Last night my betta boy had a glorious bubblenest and all the eggs were in his nest. They spawned yesterday evening by the way. This morning I woke up to the smallest bubblenest and all the eggs on the ground. He'll frantically try and make his nest and pick up eggs but then give up. Or he watches the few eggs in the nest. He swims around like he's given up but then he blows bubbles again and it's an ongoing cycle. It was a really good spawn there were a lot of eggs and I don't want to loose all of them. What can I do? Will they be ok? I haven't had this complication before  I'm so bummed.


----------



## Aluka (Dec 25, 2012)

do you have a filter/sponge filter/airstone in there? If there is water movement it will pop his nest.


----------



## Betta Adventures (Jun 16, 2013)

No I don't turn it on until two weeks after. I don't know what happened but he looks like he's given up on them and all the eggs except for a select few are on the ground. Will they still hatch? or is it a lost cause?


----------



## Aluka (Dec 25, 2012)

it should be fine, let him sort it out. I had a similar spawn, my boy destroyed his nest while trying to embrace the female. All the eggs were on the floor for a while, but he slowly picked them all up and they hatched =). I ended with 100+ fry. so just let him do his thing.

Hope you have something on the surface for him to put his bubbles on, if you already do, add some more it will help.

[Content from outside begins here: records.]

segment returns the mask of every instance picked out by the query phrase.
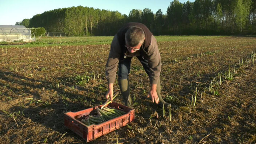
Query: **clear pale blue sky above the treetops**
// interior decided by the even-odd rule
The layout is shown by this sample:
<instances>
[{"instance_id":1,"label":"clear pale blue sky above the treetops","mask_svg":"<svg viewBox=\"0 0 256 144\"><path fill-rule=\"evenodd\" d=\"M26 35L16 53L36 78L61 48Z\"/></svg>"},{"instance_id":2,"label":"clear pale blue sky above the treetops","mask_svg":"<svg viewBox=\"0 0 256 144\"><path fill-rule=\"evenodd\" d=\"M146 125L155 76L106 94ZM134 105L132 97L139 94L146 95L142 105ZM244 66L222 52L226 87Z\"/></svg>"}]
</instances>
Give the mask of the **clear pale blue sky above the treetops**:
<instances>
[{"instance_id":1,"label":"clear pale blue sky above the treetops","mask_svg":"<svg viewBox=\"0 0 256 144\"><path fill-rule=\"evenodd\" d=\"M127 16L132 9L144 8L151 9L153 13L161 9L166 14L171 1L173 0L1 0L0 25L15 25L17 21L30 19L45 11L79 5L119 11ZM188 0L179 1L184 3Z\"/></svg>"}]
</instances>

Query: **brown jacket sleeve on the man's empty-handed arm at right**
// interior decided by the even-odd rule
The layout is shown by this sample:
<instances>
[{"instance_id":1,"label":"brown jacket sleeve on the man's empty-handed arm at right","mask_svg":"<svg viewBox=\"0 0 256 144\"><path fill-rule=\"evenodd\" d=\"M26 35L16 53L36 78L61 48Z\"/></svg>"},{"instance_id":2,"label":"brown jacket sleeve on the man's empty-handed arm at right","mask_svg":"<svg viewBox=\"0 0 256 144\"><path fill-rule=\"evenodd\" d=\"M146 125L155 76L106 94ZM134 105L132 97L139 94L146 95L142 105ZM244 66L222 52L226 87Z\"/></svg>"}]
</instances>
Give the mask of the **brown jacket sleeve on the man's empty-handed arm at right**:
<instances>
[{"instance_id":1,"label":"brown jacket sleeve on the man's empty-handed arm at right","mask_svg":"<svg viewBox=\"0 0 256 144\"><path fill-rule=\"evenodd\" d=\"M155 36L152 35L148 47L149 79L151 84L157 84L161 72L161 56Z\"/></svg>"}]
</instances>

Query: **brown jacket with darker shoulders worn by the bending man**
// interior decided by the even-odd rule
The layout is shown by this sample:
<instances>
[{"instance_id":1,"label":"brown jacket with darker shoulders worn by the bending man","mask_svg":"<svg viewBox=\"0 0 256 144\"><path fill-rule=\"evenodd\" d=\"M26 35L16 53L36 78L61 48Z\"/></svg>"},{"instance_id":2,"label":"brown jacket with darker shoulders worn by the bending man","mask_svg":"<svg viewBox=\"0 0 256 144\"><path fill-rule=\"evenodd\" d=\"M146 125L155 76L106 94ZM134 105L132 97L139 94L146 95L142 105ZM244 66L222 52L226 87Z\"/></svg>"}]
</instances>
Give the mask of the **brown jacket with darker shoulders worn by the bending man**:
<instances>
[{"instance_id":1,"label":"brown jacket with darker shoulders worn by the bending man","mask_svg":"<svg viewBox=\"0 0 256 144\"><path fill-rule=\"evenodd\" d=\"M145 40L139 51L129 53L125 48L125 32L132 26L143 29L145 33ZM157 84L161 72L161 57L157 46L156 38L152 35L149 29L141 23L127 23L119 29L114 36L106 64L106 78L108 83L114 83L116 79L117 65L120 60L126 57L133 57L141 55L143 59L148 60L149 65L149 79L151 84Z\"/></svg>"}]
</instances>

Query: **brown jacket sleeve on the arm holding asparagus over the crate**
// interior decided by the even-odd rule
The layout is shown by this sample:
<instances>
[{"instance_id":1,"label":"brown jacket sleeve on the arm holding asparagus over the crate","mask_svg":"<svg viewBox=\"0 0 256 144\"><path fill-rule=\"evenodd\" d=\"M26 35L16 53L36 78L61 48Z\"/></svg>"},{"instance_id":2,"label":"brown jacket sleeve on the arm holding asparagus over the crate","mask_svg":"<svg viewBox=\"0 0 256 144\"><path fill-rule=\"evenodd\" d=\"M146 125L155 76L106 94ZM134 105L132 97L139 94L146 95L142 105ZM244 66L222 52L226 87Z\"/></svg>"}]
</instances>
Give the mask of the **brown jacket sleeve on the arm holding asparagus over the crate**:
<instances>
[{"instance_id":1,"label":"brown jacket sleeve on the arm holding asparagus over the crate","mask_svg":"<svg viewBox=\"0 0 256 144\"><path fill-rule=\"evenodd\" d=\"M111 43L111 48L108 55L108 61L107 61L107 64L105 65L106 66L105 74L106 74L106 79L108 81L108 84L115 82L117 65L119 63L120 54L121 54L120 44L118 42L117 35L115 35Z\"/></svg>"}]
</instances>

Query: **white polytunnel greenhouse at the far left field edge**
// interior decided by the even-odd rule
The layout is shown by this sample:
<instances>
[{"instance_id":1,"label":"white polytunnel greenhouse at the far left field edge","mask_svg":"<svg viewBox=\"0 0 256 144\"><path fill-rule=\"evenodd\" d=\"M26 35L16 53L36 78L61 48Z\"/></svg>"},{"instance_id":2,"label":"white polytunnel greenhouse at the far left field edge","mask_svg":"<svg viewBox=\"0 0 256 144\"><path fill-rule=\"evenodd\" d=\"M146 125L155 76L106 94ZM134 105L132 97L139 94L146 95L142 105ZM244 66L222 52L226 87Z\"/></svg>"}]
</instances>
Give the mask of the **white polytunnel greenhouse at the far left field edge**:
<instances>
[{"instance_id":1,"label":"white polytunnel greenhouse at the far left field edge","mask_svg":"<svg viewBox=\"0 0 256 144\"><path fill-rule=\"evenodd\" d=\"M36 38L31 37L31 30L24 25L0 25L0 41L35 41Z\"/></svg>"}]
</instances>

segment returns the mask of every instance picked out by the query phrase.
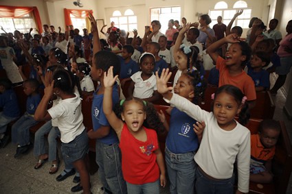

I had ial and water lettuce floating, but the nest in there just all popped. I added a paper cup after a while, and he remade his nest in there.


----------



## Betta Adventures (Jun 16, 2013)

I have two pieces of IAL. His nest last night was secure under the IAL and this morning it wasn't. I added another piece elsewhere in case he was trying to move it around last night and messed up. I guess we'll see how it goes! Thank you by the way. It really helps to hear from someone haha


----------



## babystarz (Aug 3, 2012)

Even if you end up with no fry, it's not necessarily because of the nest falling apart. I've heard of people getting fry from males who never make a decent nest. It's also possible that your male figured out the eggs are duds and that caused him to give up. Inexperience can prevent proper fertilization, or perhaps the male hasn't quite figured out all the steps to hatching his babies. Virgin fish are quite oblivious sometimes, bless their hearts. There are a lot of things that can go wrong in the first few spawn attempts.


----------